Despite her reputation, Hollister’s initial findings were dismissed by the government as purely theoretical. She and her colleagues posited that the Dent was a connection to another universe. That it was one end of a quantum tunnel.

However, the government could not dismiss those findings when Dick Cottington appeared in the dent six months and a day after Hollister arrived.

Dr. Dick Cottington

Richard “Dick” Cottington was an Earth A physicist who trained at Cambridge University. He was called in to investigate the experiment in the New Haven Lab and after almost a year of work, had discovered, as Hollister did on Earth R, that the Lab had opened up a tunnel between universes.

Cottington’s findings and his trip through the tunnel would not have been possible without the help fo Peter Singh, Cottington’s research assistant.
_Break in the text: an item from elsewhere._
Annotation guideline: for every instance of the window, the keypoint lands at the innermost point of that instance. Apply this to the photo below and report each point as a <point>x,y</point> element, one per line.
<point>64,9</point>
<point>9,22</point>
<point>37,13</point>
Singh had not only helped confirm Cottington’s suspicions about the tunnel, but had also devised equipment that their team used to detect the tunnel was stable and led to what appeared to be another Earth or their own Earth, just in a different time.

Cottington, after much debate, decided to walk through the tunnel and see what was on the other side and so confirmed his theory. Singh would come five years later. He would have come sooner, but they found the tunnel only allowed travel only from Earth A to Earth R, so once you went through, you were never going to come back.

This puzzled Hollister who, near the end of her life, raised questions about the veracity of this claim, which she noted were never verified other than through Cottington’s and Earth A official statements and not via significant experimentation.

Cottington said and officials from Earth A confirmed that none of the men in Kennedy’s original research party had come through to their side of the tunnel when they disappeared.

The First Director of the Absurd

Jill Hollister was the first official director of the Absurd, though there are some that claim that Cottington and she were co-directors. That claim, however, has been repudiated. Cottington, due to his citizenship on Earth A, was not allowed to take the helm of The Absurd at that time.

However, Hollister’s premature death at the age of 67, left a vacuum of leadership and the government of Earth R, acceded to opening The Absurd Directorship to Earth A scientists. This set a new direction for The Absurd as the research facility would be headed almost exclusively by Earth A scientists or those with a parent from Earth A for the next sixty years until Gerald Wurd took up the position.